Tobacco firms’ policy slammed

Published November 16, 2006

SWABI, Nov 15: Tobacco growers are facing hardship and incurring financial losses because of tobacco companies’ purchase policy. Anjuman-i-Kashthkaran’s provincial general secretary Ismail Jan Khan on Wednesday said that on average, the production cost had been Rs60 per kilogramme this year while they had been offered only Rs53.15 by the tobacco companies. Thus, he maintained, the growers lost Rs7 for every kilogramme of tobacco they prouced.

The growers said that excessive losses had been borne by growers in Mardan, Swabi, Mansehra, Swat, Buner and Charsadda.

He said that the average price at which the tobacco companies had bought their produce in 2005 was about Rs52/kg, adding that the slightly higher purchase price was just a ruse to avoid violating the tobacco marketing law, MLO 487, which stipulated that the average price of tobacco should be more than that of the previous year.

He said that the total production of flue-cured Virginia blend in the current year was 74 million kilogrammes while the demand was 67.92 million kilogrammes. However, he said in 2006 the average yield was 2,100 kilogrammes per hectare while it was between 2,500kg and 2,600kg per hectare.

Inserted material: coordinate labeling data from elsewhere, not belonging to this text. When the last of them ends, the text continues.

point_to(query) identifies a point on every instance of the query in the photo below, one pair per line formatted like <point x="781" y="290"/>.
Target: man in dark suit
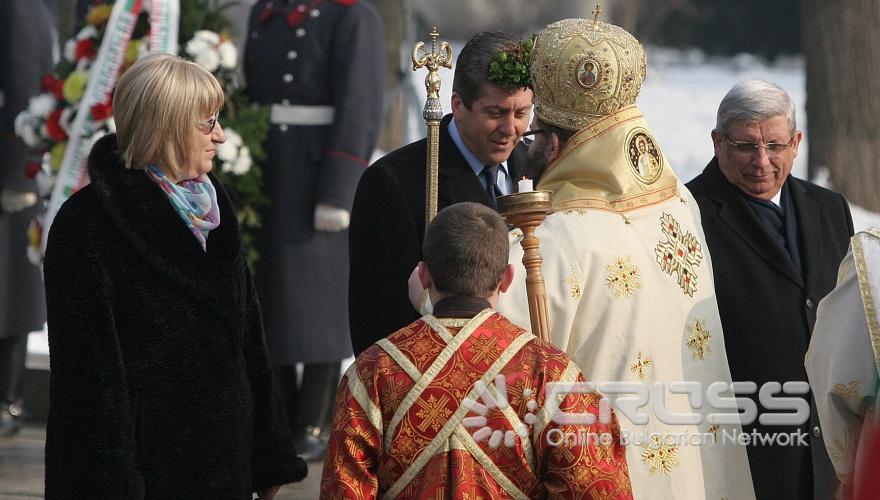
<point x="776" y="243"/>
<point x="319" y="65"/>
<point x="479" y="141"/>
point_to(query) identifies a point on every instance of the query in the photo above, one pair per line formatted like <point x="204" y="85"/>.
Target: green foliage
<point x="246" y="191"/>
<point x="250" y="121"/>
<point x="509" y="67"/>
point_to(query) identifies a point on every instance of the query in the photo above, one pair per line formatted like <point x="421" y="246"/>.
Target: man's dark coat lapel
<point x="810" y="230"/>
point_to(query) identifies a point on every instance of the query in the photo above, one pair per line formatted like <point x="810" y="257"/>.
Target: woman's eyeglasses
<point x="528" y="136"/>
<point x="207" y="126"/>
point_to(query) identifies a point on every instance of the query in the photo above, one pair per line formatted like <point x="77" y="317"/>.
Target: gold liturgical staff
<point x="432" y="113"/>
<point x="526" y="211"/>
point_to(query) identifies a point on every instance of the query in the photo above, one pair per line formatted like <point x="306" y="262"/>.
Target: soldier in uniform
<point x="25" y="56"/>
<point x="320" y="66"/>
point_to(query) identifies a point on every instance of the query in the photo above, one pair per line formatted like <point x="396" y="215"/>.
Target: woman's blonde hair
<point x="157" y="105"/>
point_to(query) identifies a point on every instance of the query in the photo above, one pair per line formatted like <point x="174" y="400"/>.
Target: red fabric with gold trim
<point x="356" y="467"/>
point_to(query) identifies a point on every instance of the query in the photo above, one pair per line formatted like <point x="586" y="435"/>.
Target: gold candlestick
<point x="526" y="211"/>
<point x="432" y="113"/>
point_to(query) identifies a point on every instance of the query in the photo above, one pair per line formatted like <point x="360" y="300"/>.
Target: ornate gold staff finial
<point x="433" y="112"/>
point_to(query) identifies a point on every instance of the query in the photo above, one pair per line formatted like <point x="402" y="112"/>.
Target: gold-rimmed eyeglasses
<point x="528" y="136"/>
<point x="748" y="148"/>
<point x="207" y="126"/>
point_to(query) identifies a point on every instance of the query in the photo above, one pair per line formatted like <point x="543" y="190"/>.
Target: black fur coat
<point x="160" y="382"/>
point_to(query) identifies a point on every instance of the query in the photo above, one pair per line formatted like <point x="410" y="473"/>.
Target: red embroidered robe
<point x="439" y="409"/>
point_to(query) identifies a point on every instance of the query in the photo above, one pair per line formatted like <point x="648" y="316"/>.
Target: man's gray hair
<point x="755" y="100"/>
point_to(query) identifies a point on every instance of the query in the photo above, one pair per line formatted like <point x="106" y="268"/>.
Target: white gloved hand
<point x="418" y="296"/>
<point x="16" y="201"/>
<point x="330" y="218"/>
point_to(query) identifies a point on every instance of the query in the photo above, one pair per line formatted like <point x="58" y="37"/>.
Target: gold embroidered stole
<point x="452" y="430"/>
<point x="864" y="272"/>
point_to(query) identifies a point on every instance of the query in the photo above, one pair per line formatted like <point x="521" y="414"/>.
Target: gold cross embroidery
<point x="642" y="362"/>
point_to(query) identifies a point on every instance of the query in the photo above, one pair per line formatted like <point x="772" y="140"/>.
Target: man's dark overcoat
<point x="312" y="53"/>
<point x="768" y="309"/>
<point x="160" y="383"/>
<point x="388" y="226"/>
<point x="25" y="56"/>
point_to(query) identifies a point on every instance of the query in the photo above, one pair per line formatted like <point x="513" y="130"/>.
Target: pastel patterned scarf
<point x="195" y="201"/>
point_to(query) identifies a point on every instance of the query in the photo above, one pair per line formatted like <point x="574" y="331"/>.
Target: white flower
<point x="228" y="55"/>
<point x="40" y="106"/>
<point x="227" y="151"/>
<point x="45" y="182"/>
<point x="84" y="64"/>
<point x="24" y="128"/>
<point x="208" y="36"/>
<point x="88" y="32"/>
<point x="70" y="50"/>
<point x="208" y="60"/>
<point x="66" y="118"/>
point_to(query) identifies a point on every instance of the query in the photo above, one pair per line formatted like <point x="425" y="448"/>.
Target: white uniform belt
<point x="281" y="114"/>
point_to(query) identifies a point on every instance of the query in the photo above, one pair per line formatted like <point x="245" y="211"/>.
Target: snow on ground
<point x="680" y="98"/>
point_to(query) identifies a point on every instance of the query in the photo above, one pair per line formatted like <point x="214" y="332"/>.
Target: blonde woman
<point x="160" y="384"/>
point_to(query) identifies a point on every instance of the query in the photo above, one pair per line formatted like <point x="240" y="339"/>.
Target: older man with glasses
<point x="776" y="243"/>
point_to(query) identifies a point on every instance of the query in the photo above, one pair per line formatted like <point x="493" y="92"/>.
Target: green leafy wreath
<point x="510" y="67"/>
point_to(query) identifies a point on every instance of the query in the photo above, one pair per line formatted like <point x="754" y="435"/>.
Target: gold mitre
<point x="583" y="70"/>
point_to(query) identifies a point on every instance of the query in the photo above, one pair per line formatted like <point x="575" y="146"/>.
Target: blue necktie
<point x="490" y="174"/>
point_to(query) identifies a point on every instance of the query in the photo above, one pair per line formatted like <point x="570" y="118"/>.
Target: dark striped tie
<point x="490" y="174"/>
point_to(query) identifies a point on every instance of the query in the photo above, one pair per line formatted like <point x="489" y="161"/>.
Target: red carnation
<point x="31" y="169"/>
<point x="46" y="83"/>
<point x="53" y="126"/>
<point x="296" y="17"/>
<point x="102" y="111"/>
<point x="85" y="48"/>
<point x="52" y="85"/>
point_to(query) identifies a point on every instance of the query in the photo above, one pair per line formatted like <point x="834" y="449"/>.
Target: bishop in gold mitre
<point x="627" y="273"/>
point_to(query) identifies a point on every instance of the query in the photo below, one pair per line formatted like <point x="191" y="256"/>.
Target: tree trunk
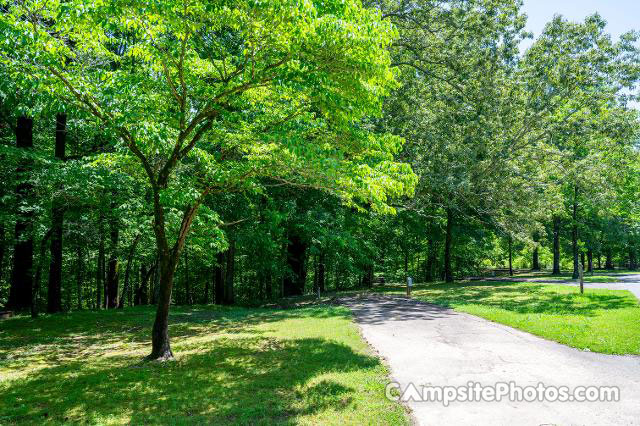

"The drop in yield spelled another loss which is apart from the Rs7 per kg loss suffered by the growers because of tobacco companies’ purchase policy," he said. "Taken cumulatively, every individual grower suffered losses running into millions of rupees. On top of this, the companies skinned the growers."

He said that growers also had to bear higher input costs in the shape of costlier pesticides and fertilisers, whose prices were increased manifold.

He outlined one of the strategy used by tobacco companies and said that every year, these companies announce their purchase quotas through the Pakistan Tobacco Board (PTB).

Every year, the tobacco companies carry out crop surveys on their own because of which they know exactly how much crop would be available.